Time would be needed. Male madness hadn't yet reached its apogee. I could only look on as it rose to unprecedented heights. But it will not have escaped the High Court that I at least succeeded in liberating our Lena Stubbe from her increasingly useless husbands. After the heroic death of her second husband, she was an emancipated woman; in the war winter of 1917 Lena Stubbe spoke loudly, while ladling out cabbage soup at the Wallgasse soup kitchen, against the war credits, and was far to the left in all other questions as well."
Is that right, Flounder? Is that why you twice sent me to the firing line? Had I been written off so soon? Had you begun even then to change sides, to turn traitor?
When the Tribunal was adjourned — affidavits were needed concerning proletarian cookery in the nineteenth century — I went out (in a strictly private capacity) for a beer with Sieglinde Huntscha. Then she (as usual) led me up four flights to her attic apartment, where we first talked about the Tribunal in general and then picked Ms. Schon-herr and all the associate judges to pieces.
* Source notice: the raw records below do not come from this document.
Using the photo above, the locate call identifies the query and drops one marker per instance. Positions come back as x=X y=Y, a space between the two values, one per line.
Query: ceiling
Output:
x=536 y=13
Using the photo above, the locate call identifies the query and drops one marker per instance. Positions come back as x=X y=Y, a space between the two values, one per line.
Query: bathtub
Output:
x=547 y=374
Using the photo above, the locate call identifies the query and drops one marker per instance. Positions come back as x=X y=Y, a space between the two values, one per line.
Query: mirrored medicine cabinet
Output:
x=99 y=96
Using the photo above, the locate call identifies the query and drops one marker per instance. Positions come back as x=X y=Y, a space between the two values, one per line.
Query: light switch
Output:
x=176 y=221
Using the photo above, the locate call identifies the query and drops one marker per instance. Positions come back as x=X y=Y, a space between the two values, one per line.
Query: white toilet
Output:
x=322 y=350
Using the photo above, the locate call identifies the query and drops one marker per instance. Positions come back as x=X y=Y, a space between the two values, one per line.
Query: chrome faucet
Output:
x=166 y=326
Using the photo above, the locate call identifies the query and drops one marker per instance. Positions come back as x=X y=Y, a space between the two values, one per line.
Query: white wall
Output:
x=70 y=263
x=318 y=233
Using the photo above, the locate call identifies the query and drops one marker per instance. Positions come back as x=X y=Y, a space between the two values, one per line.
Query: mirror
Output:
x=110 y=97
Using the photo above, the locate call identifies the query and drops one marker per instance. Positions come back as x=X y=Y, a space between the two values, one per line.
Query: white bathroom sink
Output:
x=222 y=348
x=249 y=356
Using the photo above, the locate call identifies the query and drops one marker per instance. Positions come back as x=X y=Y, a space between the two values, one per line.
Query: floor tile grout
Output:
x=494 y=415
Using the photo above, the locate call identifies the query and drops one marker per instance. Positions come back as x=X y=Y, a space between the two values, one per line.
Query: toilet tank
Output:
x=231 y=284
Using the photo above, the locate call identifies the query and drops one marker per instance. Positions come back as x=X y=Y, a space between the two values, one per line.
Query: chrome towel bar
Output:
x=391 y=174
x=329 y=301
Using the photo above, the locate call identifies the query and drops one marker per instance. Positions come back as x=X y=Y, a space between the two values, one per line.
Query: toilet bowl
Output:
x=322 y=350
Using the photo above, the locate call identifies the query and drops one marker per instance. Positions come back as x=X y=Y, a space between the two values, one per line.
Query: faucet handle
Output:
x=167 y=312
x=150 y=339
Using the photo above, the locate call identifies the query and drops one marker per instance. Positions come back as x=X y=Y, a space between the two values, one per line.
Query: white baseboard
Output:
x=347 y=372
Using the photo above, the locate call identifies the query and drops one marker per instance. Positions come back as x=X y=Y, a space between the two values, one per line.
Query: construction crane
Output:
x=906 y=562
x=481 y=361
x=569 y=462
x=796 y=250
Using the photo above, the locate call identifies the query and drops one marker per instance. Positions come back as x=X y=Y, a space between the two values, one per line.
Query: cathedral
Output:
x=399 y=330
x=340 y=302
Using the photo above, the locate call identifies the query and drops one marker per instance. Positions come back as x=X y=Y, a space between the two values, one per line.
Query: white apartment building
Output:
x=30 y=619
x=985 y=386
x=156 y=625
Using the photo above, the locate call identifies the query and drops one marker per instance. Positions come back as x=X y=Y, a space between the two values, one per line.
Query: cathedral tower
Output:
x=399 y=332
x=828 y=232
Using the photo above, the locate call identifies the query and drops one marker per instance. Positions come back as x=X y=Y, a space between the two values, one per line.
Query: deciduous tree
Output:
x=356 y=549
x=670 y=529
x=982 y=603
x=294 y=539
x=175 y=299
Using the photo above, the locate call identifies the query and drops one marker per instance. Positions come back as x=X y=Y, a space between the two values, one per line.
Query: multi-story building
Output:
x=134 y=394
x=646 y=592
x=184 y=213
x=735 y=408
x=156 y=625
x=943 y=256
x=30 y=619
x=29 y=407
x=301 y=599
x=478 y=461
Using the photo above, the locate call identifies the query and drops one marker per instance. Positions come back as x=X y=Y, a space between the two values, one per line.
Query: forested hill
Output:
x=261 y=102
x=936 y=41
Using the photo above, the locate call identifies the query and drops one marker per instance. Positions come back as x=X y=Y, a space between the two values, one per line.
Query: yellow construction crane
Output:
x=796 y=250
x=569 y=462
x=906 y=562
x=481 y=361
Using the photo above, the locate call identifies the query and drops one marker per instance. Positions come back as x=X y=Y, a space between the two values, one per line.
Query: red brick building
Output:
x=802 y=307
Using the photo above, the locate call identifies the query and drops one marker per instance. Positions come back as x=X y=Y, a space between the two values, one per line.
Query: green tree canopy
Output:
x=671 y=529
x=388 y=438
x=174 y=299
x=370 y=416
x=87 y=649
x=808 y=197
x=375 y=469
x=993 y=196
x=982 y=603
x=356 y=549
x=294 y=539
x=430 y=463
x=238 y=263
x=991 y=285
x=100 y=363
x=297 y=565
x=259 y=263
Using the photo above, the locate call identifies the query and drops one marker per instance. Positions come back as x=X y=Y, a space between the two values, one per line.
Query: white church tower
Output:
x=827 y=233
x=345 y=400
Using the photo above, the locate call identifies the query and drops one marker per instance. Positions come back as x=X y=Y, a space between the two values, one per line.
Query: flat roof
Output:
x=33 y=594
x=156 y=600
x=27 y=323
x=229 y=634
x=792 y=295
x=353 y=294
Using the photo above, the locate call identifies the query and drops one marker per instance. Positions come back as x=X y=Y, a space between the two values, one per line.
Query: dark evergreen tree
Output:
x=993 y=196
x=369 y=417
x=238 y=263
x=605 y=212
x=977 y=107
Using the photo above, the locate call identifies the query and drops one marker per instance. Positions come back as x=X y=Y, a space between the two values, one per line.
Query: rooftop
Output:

When that was done, Siggie directed her attention to me. "You know what, you may not think so, but you've got a Stobbe or Stubbe inside you. You'd like to, but you don't dare. You know what I mean, slap batter punch. Poke me or your Ilsebill in the jaw. And say, wasn't the little Nottke girl looking kind of weepy yesterday? Your doing, I bet. Playing the he-man. Bim-bam. Keep women in their place. All right! Go ahead. I need it. I need it, I tell you. So let loose, and don't stand there like a hypocrite."
But I refused (on principle) to deliver blows. I never wanted to be Stobbe or Stubbe again. "Look here, Siggie. That's all over and done with. We can make love without it. You just want me to react typically again. But you don't need it. We don't need it."